Krozza: for www.pyromusic.net and walls of fire
Whereas "Dying Sun" was an absolutely brilliant release, this is extremely pedestrian. For some unknown reason Yyrkoon has chosen to distance itself from the unique style they had developed on DS and devolve into just another thrash/death metal band. Within the context of a thrash/death CD, "Occult Medicine" is a decent piece of work. This is a crowded field however, and OM simply does nothing to rise above the pack.
The musicianship and production are excellent. The songs are brutally heavy and fly by like jackhammers with the precision of surgical drills. All are capable; none are standouts. And each track is so similar in pace and style that redundancy sets in very quickly.

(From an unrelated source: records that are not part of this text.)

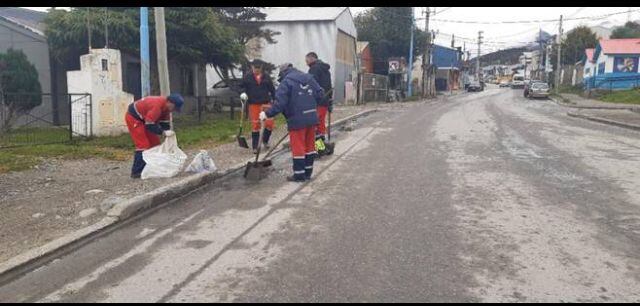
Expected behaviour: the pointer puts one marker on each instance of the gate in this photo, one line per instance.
(374, 87)
(54, 120)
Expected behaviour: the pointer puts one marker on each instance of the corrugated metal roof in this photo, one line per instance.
(620, 46)
(445, 56)
(360, 45)
(280, 14)
(29, 19)
(589, 52)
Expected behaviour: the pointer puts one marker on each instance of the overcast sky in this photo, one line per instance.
(501, 36)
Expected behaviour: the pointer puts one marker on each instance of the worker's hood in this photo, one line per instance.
(322, 65)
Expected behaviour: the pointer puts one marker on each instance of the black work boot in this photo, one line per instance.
(255, 138)
(266, 135)
(292, 178)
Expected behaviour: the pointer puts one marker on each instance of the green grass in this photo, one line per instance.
(212, 131)
(631, 96)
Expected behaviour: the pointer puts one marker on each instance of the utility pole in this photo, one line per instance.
(410, 66)
(478, 58)
(559, 63)
(106, 27)
(450, 74)
(145, 83)
(163, 64)
(89, 27)
(426, 58)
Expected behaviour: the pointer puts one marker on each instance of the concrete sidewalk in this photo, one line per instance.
(618, 117)
(67, 215)
(577, 101)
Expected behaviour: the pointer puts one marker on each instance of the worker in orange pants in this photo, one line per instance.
(258, 92)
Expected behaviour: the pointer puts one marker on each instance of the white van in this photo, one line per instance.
(517, 81)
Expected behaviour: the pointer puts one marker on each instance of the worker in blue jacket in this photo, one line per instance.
(296, 98)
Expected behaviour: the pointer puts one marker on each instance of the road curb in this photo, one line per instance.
(25, 262)
(631, 108)
(606, 121)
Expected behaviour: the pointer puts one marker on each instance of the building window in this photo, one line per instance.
(187, 81)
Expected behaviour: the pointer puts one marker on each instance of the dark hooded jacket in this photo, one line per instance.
(320, 71)
(296, 99)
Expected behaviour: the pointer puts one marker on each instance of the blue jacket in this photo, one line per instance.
(320, 71)
(296, 99)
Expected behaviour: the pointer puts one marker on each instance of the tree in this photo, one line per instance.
(21, 91)
(388, 31)
(628, 30)
(577, 40)
(248, 22)
(195, 35)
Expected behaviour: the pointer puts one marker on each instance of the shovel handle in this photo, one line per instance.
(260, 139)
(275, 146)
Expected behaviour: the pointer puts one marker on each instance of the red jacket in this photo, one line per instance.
(151, 109)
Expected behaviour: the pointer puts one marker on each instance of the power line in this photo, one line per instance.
(534, 21)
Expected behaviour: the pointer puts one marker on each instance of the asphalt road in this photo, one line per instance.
(482, 197)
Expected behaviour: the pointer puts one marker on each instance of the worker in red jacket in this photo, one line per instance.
(147, 119)
(259, 92)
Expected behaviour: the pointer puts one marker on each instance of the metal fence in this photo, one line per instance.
(50, 121)
(374, 87)
(198, 109)
(612, 83)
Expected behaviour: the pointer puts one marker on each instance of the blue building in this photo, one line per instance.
(614, 65)
(449, 64)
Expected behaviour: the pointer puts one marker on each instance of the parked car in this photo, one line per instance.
(223, 92)
(474, 86)
(517, 81)
(527, 85)
(538, 90)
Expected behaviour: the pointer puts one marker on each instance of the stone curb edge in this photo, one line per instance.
(631, 108)
(606, 121)
(124, 210)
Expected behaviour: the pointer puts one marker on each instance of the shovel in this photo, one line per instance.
(273, 148)
(254, 170)
(329, 146)
(242, 141)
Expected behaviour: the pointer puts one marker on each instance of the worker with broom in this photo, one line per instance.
(259, 92)
(296, 98)
(320, 71)
(146, 119)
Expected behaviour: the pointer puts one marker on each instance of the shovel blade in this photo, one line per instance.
(255, 171)
(328, 147)
(242, 142)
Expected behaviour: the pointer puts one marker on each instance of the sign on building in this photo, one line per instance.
(396, 65)
(625, 64)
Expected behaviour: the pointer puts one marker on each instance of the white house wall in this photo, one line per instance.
(296, 39)
(345, 23)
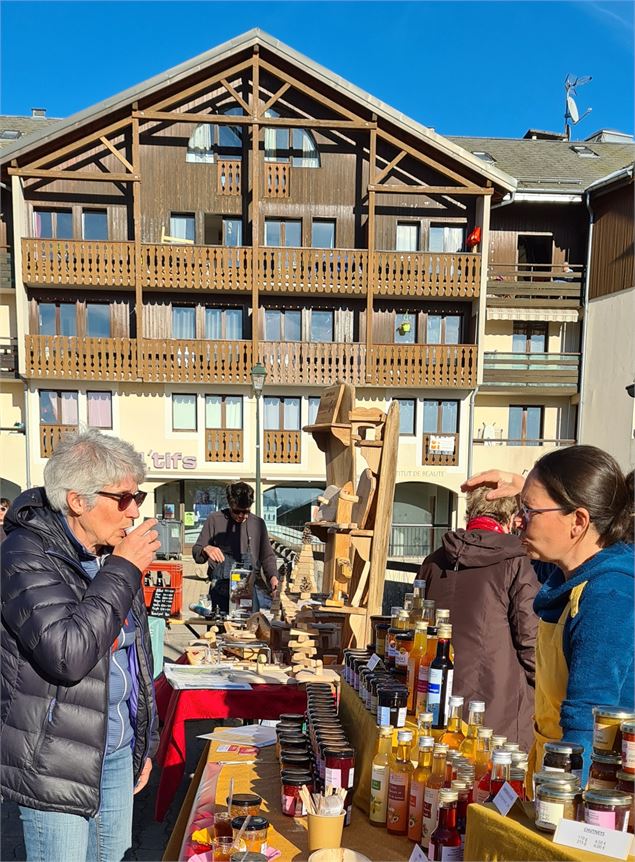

To sum it up, OM fails considerably where DS excelled; the memorability factor. Don't buy this if you are expecting "Dying Sun II" or you will be sorely disappointed. If you are a thrash/death metal completist with money to burn you may wish to add "Occult Medicine" to your collection. It's not a terrible record, and certain parts of it are likely to grab your attention. As for the rest of us with more limited resources and an ear for something with staying power, there are much worthier options for which to part with your hard earned cash.